One such mystic was Emanuel Swedenborg, who, in long periods of intense concentration, disciplined his body to make its presence almost imperceptible. He had in effect moved ‘out of body’. He learned to work for long hours without mental fatigue, and his concentration was so great that at times his breathing seemed to stop. This concluded with Swedenborg asserting through his mental travels that “hell is a mental state, not a place”.

This assertion of Swedenborg’s was that the mind must learn to be independent of the physical world. Men should find a balance in the physical world between enslavement and contempt for it. Swedenborg, like Blake, had no desire for the monastic world though. Although he withdrew from the world to write, he maintained that men are meant to live in the world.

Hermann Hesse’s view of the world aligned closely with Swedenborg. Wilson says that the moral of most of Hesse’s novels is that man must become greater by living in the world with the moral strength of a saint and the willpower and discrimination of a great artist.

In analysing Steppenwolf, Wilson comments that Steppenwolf’s first comment in Hesse’s novel is that when a man has embarked on the life of the mind, he has left the solid land of the physical world, and may easily steer himself into insanity. But the life of the mind, even if it brought about the Fall of Man, is the road to becoming more than man, and it must be embarked on.

As opposed to the life of the body – life on a primary level of physical experience – it involves living in a different world – a world of spiritual perception. Hesse was a key writer of the Bildungsroman tradition, which has as its main concept the maturing of its central character through the impact of his experience. We grow through our experience of life into spiritual beings.

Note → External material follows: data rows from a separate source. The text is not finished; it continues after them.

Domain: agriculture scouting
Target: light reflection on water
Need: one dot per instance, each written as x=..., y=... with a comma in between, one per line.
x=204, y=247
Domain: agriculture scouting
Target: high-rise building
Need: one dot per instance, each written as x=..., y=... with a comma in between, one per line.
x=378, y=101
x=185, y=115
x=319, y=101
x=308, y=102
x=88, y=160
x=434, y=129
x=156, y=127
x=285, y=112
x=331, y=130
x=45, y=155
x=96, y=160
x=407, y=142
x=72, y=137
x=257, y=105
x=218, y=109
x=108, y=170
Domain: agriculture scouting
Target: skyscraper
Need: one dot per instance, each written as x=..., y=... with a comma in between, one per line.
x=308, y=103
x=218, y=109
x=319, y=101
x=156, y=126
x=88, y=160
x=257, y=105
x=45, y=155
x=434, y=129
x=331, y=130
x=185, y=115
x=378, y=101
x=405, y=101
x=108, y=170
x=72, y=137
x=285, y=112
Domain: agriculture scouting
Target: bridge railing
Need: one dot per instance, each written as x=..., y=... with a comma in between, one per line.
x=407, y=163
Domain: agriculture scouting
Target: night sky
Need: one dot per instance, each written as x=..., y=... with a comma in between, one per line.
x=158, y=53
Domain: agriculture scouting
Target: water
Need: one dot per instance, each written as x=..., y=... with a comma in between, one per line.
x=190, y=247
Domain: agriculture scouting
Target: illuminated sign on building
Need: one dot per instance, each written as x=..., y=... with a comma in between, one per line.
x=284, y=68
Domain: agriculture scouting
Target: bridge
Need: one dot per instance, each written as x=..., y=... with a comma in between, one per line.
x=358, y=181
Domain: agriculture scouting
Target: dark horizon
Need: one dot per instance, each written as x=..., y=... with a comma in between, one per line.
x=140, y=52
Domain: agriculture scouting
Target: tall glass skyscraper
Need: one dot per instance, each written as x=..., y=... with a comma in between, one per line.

Life should be about the movement towards the conquest of matter by the spirit over the course of a life (though our lives are rarely long enough).

Again, when Wilson discusses the work of William Law (a leader of the English church in the 17th century) [pp230 onwards], he states that Law’s solution to the struggle against the power of the material, physical, world is discipline and asceticism.

Law wrote (in his book A Serious Call to a Devout and Holy Life):

 If religion requires us sometimes to fast, and deny our natural appetites, it is to lessen that struggle and war that is our nature.

His rule for judging whether men are religious is to ask:

Do they live as if they belonged to different worlds, had different views in their heads, and different rules and measures of all their actions?

This is the essence of the Outsider.

George Bernard Shaw outlines the credo of the Outsider in the words of Don Juan (from Shaw’s play Man and Superman)

I tell you that as long as I can conceive something better than myself I cannot be easy unless I am striving to bring it into existence or clearing the way for it. This is the law of my life. That is the working within me of Life’s incessant aspiration to higher organisation, wider, deeper, intenser self-consciousness, and clearer self-understanding. It is the supremacy of that purpose that reduced love for me to the mere pleasure of a moment…

Ultimately though, what all Outsiders have in common is the feeling that the world is “too much for them”. The desire of the Outsider is to escape the endless confusion of the outer world and retreat deep into themselves.

The struggle for the Outsider has always been, in spite of the difficulties of the exterior world, to find the source of power within himself, away from the trivialities and madness of the physical world. The physical world is of no real importance to him. It is just part of the soul’s journey.